2. The love interest. Our main character meets the guy who is going to make her suffer for most of the rest of the book. Or do they already know each other? If so, what’s wrong with the relationship, and why can’t they take the next step, whatever that is.
3. The stakes. Opportunity presents itself. Something happens that makes the situation more exciting. The main character’s expectations are raised. Her inner problems (what are they again?) make whatever is going on in her life become even more intense. And/or… something happens in her outer life that makes her inner problems more intense.
4.
She rises to the occasion. Most likely, she is experiencing early success. Things seem to be going her way. She seems to be achieving her outer need.
5. Things start to go wrong. The antagonist makes things more difficult for the main character. Her inner need may be preventing her from achieving her outer need. You are weaving together the storylines so that they all are inevitably crashing towards…
6. The Crisis. Everything falls apart. The antagonist seems to have prevailed. Your heroine hits rock bottom. She is losing everything. Her love interest doesn’t want her. The worst happens. I like to have a crisis in mind from the beginning – a scenario in which I can imagine everything that I’ve been setting up going wrong. It needs to be the “right” crisis, in that it needs to be an event that helps the heroine learn something about herself.
7.
She takes a risk. Your heroine does something extreme, acts totally unlike herself, goes beyond the call of duty, does “the right thing,” finally tells the truth… She is facing down her demons.
8. The resolution. Our main character has changed – or, in a more Chekhovian ending, perhaps she just learns to accept the highly imperfect way she is. Or perhaps a mixture of both. In any case, she either ends up with the guy or she doesn’t.

Phew, I feel better already.

(If you’re not writing romantic fiction, forget I said anything.)

Tuesday, December 4, 2007

Doggy distraction


How the heck am I supposed to concentrate, when every time I turn round I see this?

She's definitely trying to tell me something!

Monday, December 3, 2007

NaNoWriteOff

Well, I didn’t manage 50,000 words by the end of November. Not even close.

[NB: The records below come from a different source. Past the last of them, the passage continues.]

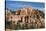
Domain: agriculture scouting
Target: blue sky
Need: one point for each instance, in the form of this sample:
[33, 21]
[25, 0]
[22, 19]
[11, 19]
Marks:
[13, 5]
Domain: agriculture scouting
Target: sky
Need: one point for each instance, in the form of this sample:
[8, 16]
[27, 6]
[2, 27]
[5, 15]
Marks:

However, I did do more writing during that month than the rest of the year put together, and that was the idea really. I like a deadline, it seems to focus my attention, and I’ve proved to myself that when I put my mind to it I CAN sit down and Get On With It, which begs the question – why don’t I?
My new strategy, I’ve decided, is reverse psychology. If I tell myself I can’t do something, I immediately want to do it - for instance, if I mentally decide not to eat chocolate for a day/week, (Hah, as if!) I simply can’t think about anything else and I always give in. So, following the same principle…I’m not going to do any writing AT ALL for a week. I’m banning myself from going to the computer, from opening up the BOOK file, from re-reading my work, from doing a bit of editing and from deciding what’s going to happen next…I SIMPLY WON’T ALLOW IT.

I can feel it working already.

Sunday, December 2, 2007

Word weeding

A handy tip for editing, I’ve discovered, is to use Edit, Find and highlight, at the head of my document, to hunt down and destroy those pesky adjectives and favourite words I keep bunging in. I had a distinct feeling that I’d used the word just …well, just too many times recently and, sure enough, after firing it in, I found that it cropped up – well, far too many times, same as the word, rather, another of my favourites. To check for superfluous adjectives I typed in the letters LY and was directed, like a heat-seeking missile, to an overabundance of really lovely but ultimately unnecessary adjectives. Obviously, (oops, there I go again) you have to be subjective here and not just (aarrgh) start to dig them ALL out, like weeds, but it really does help me to tighten up the old manuscript.

Does anyone else have a well-worn word they have to cut down later?